Ironically (?) this doesn't seem to supply the one thing implied by the explanation it gives
It begins by telling us about how in C++ you're obliged to detect potential overflow, because if the overflow already happened then in many cases that's Undefined Behaviour and all bets are off.
But you shouldn't use this to merely detect such overflow, out of the box it will give you an Exception - and C++ proponents will insist those are only for Exceptional situations you mustn't expect them to have decent performance for merely conditions such as this overflow check - which might happen in some inner loop depending on the system design.
I don't see a way to ask the equivalent of Rust's checked_add() which gives you back Some(answer) or None depending on whether this addition overflows.
> Undefined behaviour on integer types is a terrible idea (though unspecified behaviour might have a place).
Would unspecified behavior be sufficient to attain those compiler optimizations that are the reason for keeping signed integer overflow undefined in newer C and C++ versions?
No, it would not be sufficient.
“Undefined behavior” is nothing more than “the compiler is allowed to assume that your program does not do this, and can use that assumption to optimize your program.” The compiler can optimize your program to do something completely unexpected when your integers overflow.
For example, there are architectures with a special “counter” register that is more efficient to use for loops.

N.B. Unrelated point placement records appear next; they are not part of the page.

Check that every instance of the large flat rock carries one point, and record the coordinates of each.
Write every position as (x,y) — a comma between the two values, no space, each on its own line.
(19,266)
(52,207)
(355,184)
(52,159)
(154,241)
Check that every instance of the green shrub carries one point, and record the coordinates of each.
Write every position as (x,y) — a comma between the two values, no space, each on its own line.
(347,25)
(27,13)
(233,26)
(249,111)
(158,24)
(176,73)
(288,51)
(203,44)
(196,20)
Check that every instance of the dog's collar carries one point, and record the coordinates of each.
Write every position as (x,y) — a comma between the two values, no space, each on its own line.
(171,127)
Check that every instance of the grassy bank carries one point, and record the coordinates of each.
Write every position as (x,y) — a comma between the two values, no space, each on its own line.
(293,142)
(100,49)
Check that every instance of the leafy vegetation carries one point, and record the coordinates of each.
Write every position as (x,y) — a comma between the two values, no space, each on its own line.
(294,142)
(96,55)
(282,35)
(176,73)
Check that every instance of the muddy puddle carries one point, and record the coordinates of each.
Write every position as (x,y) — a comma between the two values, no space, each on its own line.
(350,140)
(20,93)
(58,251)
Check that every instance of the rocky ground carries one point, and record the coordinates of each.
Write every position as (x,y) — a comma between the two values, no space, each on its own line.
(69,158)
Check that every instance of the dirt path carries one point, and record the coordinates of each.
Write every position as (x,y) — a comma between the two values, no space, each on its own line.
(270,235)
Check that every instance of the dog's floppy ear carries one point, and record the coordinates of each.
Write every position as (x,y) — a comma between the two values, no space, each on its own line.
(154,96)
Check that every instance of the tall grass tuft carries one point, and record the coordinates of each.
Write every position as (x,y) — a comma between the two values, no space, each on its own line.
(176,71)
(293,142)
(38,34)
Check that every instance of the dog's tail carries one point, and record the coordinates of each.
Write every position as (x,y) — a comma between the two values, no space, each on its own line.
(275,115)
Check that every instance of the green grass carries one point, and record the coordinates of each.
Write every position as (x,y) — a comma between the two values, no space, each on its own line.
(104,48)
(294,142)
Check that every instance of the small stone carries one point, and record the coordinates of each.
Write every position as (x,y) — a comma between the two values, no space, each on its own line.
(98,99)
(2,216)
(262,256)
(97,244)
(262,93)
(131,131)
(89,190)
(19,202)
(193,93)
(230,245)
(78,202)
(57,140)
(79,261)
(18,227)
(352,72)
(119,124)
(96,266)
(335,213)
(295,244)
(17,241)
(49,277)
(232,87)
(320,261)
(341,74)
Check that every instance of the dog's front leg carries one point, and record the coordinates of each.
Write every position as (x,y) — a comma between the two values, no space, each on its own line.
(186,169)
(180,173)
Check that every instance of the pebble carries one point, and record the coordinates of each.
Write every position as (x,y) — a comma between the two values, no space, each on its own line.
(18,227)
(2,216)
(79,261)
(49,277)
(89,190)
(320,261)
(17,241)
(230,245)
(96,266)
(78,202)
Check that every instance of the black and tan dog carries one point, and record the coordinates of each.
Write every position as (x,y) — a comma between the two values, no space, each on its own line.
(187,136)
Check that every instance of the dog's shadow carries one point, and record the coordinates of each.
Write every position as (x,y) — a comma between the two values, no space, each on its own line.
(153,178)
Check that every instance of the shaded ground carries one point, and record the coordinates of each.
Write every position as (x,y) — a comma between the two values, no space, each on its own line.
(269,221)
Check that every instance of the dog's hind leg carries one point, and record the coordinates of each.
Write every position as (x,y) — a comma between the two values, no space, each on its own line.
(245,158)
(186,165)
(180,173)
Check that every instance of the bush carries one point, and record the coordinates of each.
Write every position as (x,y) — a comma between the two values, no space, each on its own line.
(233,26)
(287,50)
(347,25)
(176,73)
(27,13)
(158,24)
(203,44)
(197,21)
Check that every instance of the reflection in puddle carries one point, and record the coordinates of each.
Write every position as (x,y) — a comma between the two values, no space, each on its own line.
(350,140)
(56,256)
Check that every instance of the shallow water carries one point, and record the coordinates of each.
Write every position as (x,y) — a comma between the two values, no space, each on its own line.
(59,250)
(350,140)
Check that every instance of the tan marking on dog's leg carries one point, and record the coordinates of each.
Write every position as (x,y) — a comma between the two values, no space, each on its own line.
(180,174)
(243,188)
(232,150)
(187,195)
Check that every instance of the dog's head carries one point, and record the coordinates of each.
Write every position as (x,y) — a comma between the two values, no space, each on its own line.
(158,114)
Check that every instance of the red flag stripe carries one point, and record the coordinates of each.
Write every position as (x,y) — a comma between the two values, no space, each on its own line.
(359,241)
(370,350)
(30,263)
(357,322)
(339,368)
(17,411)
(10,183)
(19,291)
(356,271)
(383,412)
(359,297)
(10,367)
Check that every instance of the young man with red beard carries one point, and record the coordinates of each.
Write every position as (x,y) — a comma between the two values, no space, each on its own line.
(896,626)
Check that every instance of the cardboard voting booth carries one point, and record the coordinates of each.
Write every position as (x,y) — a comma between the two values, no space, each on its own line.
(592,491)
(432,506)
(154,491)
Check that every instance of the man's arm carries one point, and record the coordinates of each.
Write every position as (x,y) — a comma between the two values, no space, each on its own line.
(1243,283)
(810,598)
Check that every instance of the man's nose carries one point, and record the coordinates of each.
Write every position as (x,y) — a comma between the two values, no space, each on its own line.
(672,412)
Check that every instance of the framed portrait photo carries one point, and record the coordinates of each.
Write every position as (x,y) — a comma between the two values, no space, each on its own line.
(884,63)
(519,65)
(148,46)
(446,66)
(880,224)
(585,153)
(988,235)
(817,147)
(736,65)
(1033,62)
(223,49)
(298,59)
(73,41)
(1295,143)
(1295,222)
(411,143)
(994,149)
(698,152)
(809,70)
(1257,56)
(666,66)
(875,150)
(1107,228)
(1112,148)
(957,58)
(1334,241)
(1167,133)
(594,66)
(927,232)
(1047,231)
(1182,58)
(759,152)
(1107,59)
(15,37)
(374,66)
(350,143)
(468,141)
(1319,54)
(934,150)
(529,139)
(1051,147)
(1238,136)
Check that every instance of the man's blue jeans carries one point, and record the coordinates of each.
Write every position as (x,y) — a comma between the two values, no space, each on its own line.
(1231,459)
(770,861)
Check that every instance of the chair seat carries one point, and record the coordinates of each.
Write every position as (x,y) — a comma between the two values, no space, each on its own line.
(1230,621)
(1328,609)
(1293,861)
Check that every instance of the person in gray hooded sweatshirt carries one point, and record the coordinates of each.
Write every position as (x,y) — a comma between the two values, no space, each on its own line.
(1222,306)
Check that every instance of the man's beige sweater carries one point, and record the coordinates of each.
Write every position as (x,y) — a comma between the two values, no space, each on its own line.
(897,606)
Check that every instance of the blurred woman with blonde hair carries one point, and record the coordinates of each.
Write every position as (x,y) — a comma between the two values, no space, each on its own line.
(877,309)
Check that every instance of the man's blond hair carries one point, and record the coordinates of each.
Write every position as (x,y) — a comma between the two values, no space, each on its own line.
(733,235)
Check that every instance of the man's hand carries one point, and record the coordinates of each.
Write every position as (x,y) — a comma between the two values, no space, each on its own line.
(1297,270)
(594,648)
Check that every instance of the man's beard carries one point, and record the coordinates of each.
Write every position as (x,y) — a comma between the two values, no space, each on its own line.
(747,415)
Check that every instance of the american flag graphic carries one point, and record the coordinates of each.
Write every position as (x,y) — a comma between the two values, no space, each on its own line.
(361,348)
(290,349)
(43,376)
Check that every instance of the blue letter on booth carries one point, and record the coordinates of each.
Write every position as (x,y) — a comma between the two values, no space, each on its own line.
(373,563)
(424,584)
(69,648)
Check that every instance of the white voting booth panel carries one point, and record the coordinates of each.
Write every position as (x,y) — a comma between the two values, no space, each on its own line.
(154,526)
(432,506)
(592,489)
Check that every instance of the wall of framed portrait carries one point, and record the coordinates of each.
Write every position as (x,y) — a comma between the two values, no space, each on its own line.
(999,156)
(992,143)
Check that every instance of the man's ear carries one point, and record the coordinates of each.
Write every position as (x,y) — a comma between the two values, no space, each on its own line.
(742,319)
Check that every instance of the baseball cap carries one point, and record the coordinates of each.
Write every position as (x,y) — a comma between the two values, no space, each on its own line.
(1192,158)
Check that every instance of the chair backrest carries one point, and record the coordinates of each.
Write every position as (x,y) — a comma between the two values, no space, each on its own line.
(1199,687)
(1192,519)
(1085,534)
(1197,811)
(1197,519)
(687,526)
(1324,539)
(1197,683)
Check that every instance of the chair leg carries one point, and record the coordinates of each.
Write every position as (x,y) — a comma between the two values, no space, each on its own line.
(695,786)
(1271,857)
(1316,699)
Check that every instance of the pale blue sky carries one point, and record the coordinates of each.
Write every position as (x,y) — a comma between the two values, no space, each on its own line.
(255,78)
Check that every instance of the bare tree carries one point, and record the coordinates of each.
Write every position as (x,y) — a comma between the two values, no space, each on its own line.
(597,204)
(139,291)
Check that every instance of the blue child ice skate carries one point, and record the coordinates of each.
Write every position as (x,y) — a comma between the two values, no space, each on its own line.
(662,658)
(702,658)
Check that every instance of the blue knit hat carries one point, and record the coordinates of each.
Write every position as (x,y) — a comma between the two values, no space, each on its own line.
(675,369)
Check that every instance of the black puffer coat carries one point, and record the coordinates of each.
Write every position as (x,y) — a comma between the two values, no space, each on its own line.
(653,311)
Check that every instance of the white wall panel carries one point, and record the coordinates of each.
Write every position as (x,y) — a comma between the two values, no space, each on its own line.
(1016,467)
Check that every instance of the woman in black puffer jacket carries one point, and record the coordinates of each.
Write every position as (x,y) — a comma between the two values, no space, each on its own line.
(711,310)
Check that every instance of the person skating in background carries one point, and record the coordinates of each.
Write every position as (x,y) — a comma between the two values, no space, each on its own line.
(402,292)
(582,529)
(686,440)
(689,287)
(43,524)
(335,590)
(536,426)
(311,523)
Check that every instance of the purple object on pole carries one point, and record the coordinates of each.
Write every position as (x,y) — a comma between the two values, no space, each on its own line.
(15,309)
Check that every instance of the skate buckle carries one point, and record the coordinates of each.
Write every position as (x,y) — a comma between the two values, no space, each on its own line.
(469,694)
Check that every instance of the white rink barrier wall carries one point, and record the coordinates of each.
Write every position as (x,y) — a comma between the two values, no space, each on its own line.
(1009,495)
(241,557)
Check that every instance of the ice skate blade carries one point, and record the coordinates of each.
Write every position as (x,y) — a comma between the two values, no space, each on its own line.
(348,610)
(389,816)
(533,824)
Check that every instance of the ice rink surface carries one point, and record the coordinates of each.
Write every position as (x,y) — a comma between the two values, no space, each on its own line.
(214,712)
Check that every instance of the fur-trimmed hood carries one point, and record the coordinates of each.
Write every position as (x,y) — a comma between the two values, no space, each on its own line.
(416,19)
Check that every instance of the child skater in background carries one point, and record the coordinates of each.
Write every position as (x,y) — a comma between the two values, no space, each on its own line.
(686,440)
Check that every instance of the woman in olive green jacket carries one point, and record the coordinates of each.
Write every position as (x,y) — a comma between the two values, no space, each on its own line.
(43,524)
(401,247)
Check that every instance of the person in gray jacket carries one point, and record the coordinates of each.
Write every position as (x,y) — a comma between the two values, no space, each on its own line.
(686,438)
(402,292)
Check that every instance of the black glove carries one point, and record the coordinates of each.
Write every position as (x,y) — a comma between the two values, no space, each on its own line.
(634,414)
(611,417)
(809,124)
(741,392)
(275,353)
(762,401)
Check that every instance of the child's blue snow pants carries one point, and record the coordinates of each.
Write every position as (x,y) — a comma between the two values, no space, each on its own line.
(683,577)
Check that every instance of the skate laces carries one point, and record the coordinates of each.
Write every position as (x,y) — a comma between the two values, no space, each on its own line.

This may come with some kind of instruction like “decrement counter and branch if not zero”. The semantics of this counter register are often not a clean match for the semantics of signed integers. For example, the counter may be wider than the integer type you’re using, or it may only support certain types of comparisons.
Edit: That’s the example that came to mind. There are a bunch of microoptimizations involving arithmetic or comparisons that are only valid when overflow is not possible. But loop optimizations are the monster that looms over everything in a discussion about signed integer UB in C, because when signed integer overflow is undefined, the compiler is allowed to make tons of inferences about loops that are much harder to reason about otherwise. The compiler can transform variables to use induction, make inferences about how memory accesses work, do certain types of vectorization, etc. If you are curious about the performance impact, try compiling various benchmarks with `-fwrapv` or `-ftrapv` and compare the performance of these benchmarks to what happens when you don’t use either of those flags.
Unspecified behavior is actually a lot narrower than it sounds. It sounds like “the compiler can do anything here”, but that’s actually what undefined behavior is. For unspecified behavior, you’re either using an unspecified value, or there’s something with a set of possible behaviors to choose from. For example, evaluation order is unspecified, the sign of certain operations is unspecified, whether two identical string literals compare equal is unspecified, etc. The compiler has to make some choice—function arguments are evaluated in some order, two particular string literals either compare equal or don’t.
Consider an optimization like (x+a)/a => x/a+1. This is possible because the compiler assumes “x+a” does not overflow. If overflow were unspecified behavior, something would have to happen when you add x+a, and the result would have to have to trap or result in a value of the correct type. No possible “unspecified” behavior would result in additional precision that prevented overflow (the standard is clear about precision for arithmetic operations).
Is there a C++ library that implements static integer types with these ideas? In principle the operations don’t seem complicated, but there are probably enough edge cases that it’s tricky to get it all right.